Controlled text generation allows for enforcing user-defined constraints on large language model outputs, an increasingly important field as LLMs become more prevalent in everyday life. One common approach uses energy-based decoding, which defines a target distribution through an energy function that combines multiple constraints into a weighted average. However, these methods often struggle to balance fluency with constraint satisfaction, even with extensive tuning of the energy function's coefficients. In this paper, we identify that this suboptimal balance arises from sampling in continuous space rather than the natural discrete space of text tokens. To address this, we propose Discrete Auto-regressive Biasing, a controlled decoding algorithm that leverages gradients while operating entirely in the discrete text domain.

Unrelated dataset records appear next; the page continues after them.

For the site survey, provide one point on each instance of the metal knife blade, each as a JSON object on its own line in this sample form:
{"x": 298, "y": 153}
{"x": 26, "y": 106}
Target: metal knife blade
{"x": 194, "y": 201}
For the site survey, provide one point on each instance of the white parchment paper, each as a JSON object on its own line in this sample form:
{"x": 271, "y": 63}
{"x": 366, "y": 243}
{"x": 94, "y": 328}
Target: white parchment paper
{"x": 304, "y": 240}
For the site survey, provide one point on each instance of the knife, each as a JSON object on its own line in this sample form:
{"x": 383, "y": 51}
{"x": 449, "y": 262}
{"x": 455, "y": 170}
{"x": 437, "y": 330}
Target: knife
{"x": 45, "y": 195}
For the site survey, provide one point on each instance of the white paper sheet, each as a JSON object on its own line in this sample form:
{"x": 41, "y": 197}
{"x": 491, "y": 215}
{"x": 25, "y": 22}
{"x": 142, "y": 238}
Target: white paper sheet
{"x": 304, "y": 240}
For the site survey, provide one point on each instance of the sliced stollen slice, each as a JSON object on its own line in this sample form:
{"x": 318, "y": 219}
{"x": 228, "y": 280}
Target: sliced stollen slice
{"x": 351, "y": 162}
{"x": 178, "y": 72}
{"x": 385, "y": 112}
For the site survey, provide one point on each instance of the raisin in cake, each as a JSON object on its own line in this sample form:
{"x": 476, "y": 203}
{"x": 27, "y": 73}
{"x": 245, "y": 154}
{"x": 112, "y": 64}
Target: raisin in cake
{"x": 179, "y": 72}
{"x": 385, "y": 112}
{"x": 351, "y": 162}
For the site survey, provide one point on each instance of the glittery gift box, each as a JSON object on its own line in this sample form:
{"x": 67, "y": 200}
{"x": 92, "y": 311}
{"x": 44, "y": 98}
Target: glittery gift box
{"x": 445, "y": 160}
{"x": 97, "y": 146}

Specifically, we introduce a new formulation for controlled text generation by defining a joint distribution over the generated sequence and an auxiliary bias sequence. To efficiently sample from this joint distribution, we propose a Langevin-within-Gibbs sampling algorithm using gradient-based discrete MCMC. Our method significantly improves constraint satisfaction while maintaining comparable or better fluency, all with even lower computational costs. We demonstrate the advantages of our controlled decoding method on sentiment control, language detoxification, and keyword-guided generation.

Paper Structure

This paper contains 71 sections, 18 equations, 4 figures, 9 tables, 1 algorithm.

Figures (4)

  • Figure 1: Visualization of our proposed controlled decoding algorithm, Discrete Auto-Regressive Biasing (DAB). Given an initial response that fails to satisfy some external constraint, DAB steers auto-regressive generation towards satisfactory generations using discrete bias tokens obtained via gradient-based discrete sampling from the constraint function.
  • Figure 2: Visualization of the proposed decoding algorithm, DAB. DAB alternates between sampling the response $Y$ and the bias $B$. To sample $B$ given $Y$, we use gradient-based discrete sampling on the constraint function $f$. To sample $Y$ given $B$, we compute a bias vector that penalizes words based on their distance to $B$ and then use this bias to guide the auto-regressive generation.
  • Figure 3: (a) Average hops, or token updates per sequence, against sampling steps. Both versions of BOLT suffer from decreasing hops while DAB remains stable. (b) Average number of the unique tokens sampled for each sequence position throughout the entire sampling process. DAB discovers many more unique tokens for each position than either variant of BOLT. (c) Comparison of fluency with respect to sampling steps. Dab exhibits stable fluency over sampling steps in comparison to BOLT.
  • Figure 4: (a) Ablation over different weight values. Higher values result in increase in terms of control with a decrease in fluency, representing the tradeoff between the two attributes. (b) Ablation over DLP proposal temperatures. Higher temperatures correspond to a flatter proposal distribution favoring exploration as opposed to exploitation, resulting in decreased control. (c) Ablation over top-k values. There is some optimal value that limits the search space sufficiently to enable effective exploration.